30 entry daha
  • olaydan haberim olduğu anda sinirle-biraz da ucuz üsluplu-bir entry girmiştim, lakin sonrasında merak edip araştırdığımda ilginç detaylara ulaştım. ayrıca da bu konular mesleğim olduğu için objektif bir şekilde kamuoyunu aydınlatmakla yükümlüyüm. o yüzden bu köşk ile ilgili bilgilenmek niyetinde iseniz lütfen beni dinleyiniz. konuyu izah ettikten sonra en sona kendi yorumumu ekleyeceğim.

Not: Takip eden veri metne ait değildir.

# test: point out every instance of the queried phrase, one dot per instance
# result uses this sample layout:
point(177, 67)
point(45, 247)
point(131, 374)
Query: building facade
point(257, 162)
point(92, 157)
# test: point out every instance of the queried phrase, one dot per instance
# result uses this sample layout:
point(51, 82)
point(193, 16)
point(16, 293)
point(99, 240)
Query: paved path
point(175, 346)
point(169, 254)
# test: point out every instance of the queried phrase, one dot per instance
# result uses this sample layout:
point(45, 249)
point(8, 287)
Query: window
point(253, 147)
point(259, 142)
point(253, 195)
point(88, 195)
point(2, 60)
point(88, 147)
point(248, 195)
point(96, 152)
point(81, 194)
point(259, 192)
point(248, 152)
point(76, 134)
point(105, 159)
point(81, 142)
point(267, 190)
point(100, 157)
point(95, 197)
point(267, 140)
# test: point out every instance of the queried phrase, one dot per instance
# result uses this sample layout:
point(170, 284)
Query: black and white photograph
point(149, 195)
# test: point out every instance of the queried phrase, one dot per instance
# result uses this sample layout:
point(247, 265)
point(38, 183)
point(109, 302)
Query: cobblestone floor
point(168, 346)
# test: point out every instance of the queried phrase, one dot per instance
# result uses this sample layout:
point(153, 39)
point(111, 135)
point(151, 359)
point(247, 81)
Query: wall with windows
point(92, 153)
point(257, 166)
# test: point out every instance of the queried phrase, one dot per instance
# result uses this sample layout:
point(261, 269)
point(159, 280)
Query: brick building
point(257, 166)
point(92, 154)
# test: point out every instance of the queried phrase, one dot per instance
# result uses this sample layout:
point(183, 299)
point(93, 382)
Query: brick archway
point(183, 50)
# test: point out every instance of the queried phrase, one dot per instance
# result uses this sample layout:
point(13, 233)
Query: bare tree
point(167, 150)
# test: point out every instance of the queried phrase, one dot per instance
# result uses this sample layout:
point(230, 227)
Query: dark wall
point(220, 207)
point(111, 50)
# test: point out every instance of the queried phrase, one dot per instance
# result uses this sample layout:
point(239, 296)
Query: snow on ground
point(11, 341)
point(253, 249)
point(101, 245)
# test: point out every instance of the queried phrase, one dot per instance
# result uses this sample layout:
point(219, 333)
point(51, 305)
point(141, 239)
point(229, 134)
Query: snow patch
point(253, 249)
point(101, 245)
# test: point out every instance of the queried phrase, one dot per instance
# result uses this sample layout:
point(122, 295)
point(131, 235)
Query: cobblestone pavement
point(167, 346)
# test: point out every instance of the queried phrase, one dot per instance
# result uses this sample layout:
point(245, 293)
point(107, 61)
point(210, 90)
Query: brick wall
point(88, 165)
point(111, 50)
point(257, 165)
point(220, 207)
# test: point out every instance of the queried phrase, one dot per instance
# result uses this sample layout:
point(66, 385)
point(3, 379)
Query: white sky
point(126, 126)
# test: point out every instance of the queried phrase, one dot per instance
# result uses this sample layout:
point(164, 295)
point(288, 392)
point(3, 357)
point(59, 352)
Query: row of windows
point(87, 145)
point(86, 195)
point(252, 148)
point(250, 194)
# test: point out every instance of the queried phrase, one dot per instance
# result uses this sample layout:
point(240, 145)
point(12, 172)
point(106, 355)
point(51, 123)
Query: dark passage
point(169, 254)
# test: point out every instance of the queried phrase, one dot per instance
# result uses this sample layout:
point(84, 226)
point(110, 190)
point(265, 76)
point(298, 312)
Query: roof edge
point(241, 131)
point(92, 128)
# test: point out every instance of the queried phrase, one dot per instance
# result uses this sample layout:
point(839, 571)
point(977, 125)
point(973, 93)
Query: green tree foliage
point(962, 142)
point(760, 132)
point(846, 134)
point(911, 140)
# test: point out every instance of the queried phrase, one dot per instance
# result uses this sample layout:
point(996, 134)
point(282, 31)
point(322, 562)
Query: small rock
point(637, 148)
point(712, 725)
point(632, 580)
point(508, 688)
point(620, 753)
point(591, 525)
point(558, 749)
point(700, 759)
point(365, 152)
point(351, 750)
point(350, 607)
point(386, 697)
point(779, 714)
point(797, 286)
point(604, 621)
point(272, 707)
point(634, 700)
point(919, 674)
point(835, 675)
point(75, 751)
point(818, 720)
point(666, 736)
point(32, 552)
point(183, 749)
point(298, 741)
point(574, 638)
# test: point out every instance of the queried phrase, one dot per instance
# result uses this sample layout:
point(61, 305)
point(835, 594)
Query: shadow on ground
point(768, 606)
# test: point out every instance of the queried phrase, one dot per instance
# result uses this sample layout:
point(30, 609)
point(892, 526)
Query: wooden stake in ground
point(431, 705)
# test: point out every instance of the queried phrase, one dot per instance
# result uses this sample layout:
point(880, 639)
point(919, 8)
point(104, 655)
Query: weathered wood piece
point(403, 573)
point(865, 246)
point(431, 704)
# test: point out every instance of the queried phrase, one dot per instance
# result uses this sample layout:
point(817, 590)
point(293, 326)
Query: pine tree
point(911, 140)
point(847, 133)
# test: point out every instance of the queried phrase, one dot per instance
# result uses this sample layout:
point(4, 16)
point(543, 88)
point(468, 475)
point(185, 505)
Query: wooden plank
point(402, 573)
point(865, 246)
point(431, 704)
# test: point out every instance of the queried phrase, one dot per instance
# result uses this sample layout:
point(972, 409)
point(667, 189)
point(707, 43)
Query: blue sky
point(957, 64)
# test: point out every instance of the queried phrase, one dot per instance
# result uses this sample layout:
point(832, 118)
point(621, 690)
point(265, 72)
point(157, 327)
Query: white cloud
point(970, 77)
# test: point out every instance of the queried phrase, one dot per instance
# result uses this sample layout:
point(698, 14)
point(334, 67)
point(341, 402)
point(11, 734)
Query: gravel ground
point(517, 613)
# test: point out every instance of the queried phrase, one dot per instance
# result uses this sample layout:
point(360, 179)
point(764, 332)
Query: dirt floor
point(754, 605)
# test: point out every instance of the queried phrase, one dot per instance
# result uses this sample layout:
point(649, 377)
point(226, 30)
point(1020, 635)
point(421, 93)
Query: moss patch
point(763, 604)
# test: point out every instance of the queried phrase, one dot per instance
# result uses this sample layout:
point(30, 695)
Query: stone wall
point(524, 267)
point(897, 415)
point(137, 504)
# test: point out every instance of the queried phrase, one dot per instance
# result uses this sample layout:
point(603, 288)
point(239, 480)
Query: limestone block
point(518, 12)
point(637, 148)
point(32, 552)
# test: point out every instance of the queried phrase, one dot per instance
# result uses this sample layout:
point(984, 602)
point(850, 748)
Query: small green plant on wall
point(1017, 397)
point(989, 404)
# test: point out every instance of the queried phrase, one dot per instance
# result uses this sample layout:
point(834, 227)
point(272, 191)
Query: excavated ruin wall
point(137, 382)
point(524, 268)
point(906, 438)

    çengelköy sırtlarında bulunan ve "vahdettin köşkü" olarak ifade edilen yapı grubu aslen dört adet köşkten ve bunların müştemilatlarından oluşmaktadır. bu köşklerin isimleri vahdettin köşkü, köçeoğlu köşkü, kadın efendi köşkü ve ağalar köşkü şeklindedir. baklava dilimi şeklinde araziye yayılmış olan bu yapılardan kuzeydeki havuzlu yapı köçeoğlu köşkü, batıdaki vahdettin köşkü, güneydeki kadın efendi köşkü, doğuda kalan da ağalar köşkü'dür. 19. yüzyıl sonlarına doğru ünlü mimar alexander vallaury tarafından yapılmışlardır ve osmanlı hanedanı mensubu çeşitli kişilerce kullanılmışlardır. sultan vahdettin'in yurt dışına kaçmasına müteakip de yapıların aktif kullanımı son bulur.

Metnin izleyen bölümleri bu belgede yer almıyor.